A great way to appreciate the entire complex is to try and imagine it in its heyday. The walls of Angkor Thom, a former city that lies to the north of the Wat, run for twelve kilometers in a square circumference. They are twenty feet high and twenty five feet thick the whole way, except at the five gate points, where they tower over you, serene faces looking down knowingly. I waited for the van to drive under the gate to give it some scale:

At one point, this city was home to over a million people, and served as the capital for the Khmer (cuhm-air) Empire, which stretched from south-eastern Vietnam, through all of Cambodia, Laos and Northern Thailand to parts of what is now Myanmar. The Khmer people of Cambodia are the direct descendants of this nation, and they are fiercely proud of that fact. When a Thai actress mistakingly mentioned Angkor as part of Thailand a few years ago, riots erupted in Phnom Penh, and the Thai embassy was set on fire. Relations are still sticky.
Other bright points of touring the temples are the sites that have not received the attention of restoration workers. These are left in their crumbling state, with massive jungle trees literally strangling the rock into submission. These are fascinating, as they provide a glimpse into what many of the temples must have looked like when French explorers stumbled across them in the jungle in the nineteenth century. The root structures range from intricate to downright bizarre, as they twist and turn and wind their way over and through rock on the way to the earth below.
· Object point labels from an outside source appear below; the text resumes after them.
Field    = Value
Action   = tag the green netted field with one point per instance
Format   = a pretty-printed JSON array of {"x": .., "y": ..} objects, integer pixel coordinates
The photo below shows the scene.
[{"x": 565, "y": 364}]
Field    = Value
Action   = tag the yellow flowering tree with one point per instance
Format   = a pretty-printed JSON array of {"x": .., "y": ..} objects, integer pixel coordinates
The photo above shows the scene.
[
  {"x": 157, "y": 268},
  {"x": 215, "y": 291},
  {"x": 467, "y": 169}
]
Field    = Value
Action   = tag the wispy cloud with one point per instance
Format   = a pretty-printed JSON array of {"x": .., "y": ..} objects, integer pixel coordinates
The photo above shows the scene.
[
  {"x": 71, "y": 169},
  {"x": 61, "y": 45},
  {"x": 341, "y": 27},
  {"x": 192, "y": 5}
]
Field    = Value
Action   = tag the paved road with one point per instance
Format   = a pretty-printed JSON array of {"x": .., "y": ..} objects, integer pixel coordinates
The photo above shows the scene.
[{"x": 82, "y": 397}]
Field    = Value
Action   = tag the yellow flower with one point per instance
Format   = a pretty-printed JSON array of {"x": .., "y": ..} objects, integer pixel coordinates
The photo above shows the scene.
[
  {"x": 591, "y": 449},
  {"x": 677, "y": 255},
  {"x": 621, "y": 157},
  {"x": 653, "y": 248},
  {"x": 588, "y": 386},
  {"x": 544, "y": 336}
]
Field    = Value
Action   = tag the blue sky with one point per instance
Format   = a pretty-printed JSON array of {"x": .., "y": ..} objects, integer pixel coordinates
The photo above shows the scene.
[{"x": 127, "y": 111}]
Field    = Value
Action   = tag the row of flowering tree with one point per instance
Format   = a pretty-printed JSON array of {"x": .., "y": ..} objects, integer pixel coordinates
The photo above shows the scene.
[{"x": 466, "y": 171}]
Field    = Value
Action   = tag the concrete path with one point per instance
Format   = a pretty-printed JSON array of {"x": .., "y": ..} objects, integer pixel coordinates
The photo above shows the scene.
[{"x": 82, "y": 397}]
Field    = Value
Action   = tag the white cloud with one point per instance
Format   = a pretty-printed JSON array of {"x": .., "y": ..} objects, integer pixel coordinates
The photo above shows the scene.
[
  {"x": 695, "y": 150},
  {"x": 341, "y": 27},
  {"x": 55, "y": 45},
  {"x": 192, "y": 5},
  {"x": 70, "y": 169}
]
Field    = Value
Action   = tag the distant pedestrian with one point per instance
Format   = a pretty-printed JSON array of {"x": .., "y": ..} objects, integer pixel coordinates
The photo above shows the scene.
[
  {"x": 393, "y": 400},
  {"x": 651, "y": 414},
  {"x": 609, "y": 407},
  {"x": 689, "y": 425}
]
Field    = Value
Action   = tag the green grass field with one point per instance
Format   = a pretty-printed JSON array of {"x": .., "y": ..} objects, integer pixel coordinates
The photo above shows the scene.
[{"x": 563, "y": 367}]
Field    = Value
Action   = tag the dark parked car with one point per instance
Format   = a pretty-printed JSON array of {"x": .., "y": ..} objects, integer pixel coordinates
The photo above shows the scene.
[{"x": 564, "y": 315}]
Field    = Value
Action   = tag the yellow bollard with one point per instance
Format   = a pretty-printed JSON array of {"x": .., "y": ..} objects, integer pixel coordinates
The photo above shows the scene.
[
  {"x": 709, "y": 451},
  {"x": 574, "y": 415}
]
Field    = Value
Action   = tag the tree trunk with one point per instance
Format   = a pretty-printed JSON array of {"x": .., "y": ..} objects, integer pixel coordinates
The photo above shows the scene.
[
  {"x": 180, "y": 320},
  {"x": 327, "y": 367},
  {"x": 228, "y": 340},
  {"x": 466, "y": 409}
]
After my first day on the bicycle I was exhausted. I had probably ridden around twenty five or thirty kilometers, as the temples are spread out liberally. I was on the road by seven AM and I returned to the guesthouse around six or so in the evening. Intelligently, I took each temple in at length, preferring to stop and read my book in a quiet corner, rather than try and temple hop through many sites in succession.
After a day off to relax, I woke up at four AM and took a tuk tuk up in the darkness. I arrived at Angkor Wat for the second time, but this time it was still utterly black. I stumbled blindly, making my way down the kilometer long causeway, through the gate structure and eventually through the temple itself to the beginning stages of the sunrise. As I mentioned above, the serenity of it was incredible.
At any rate, there is my insufficient attempt at relating this place to you. My only advice on coming here would be: come. Now. They already have plans for an expansive international airport, and luxury hotels are springing up everywhere in Siem Reap, the jumping off town nearby. I was not overly frustrated with the tour groups, but there were a few moments of quiet novel reading that were disturbed. I don’t understand why the Korean, Japanese, Italian and German busloads all have to speak so loudly, and all at the same time. I cannot blame them for wanting to see this place, but I wish they would break up and see it independently from the seat of a bicycle or tuk tuk, rather than a bus or, cruelly, an elephant.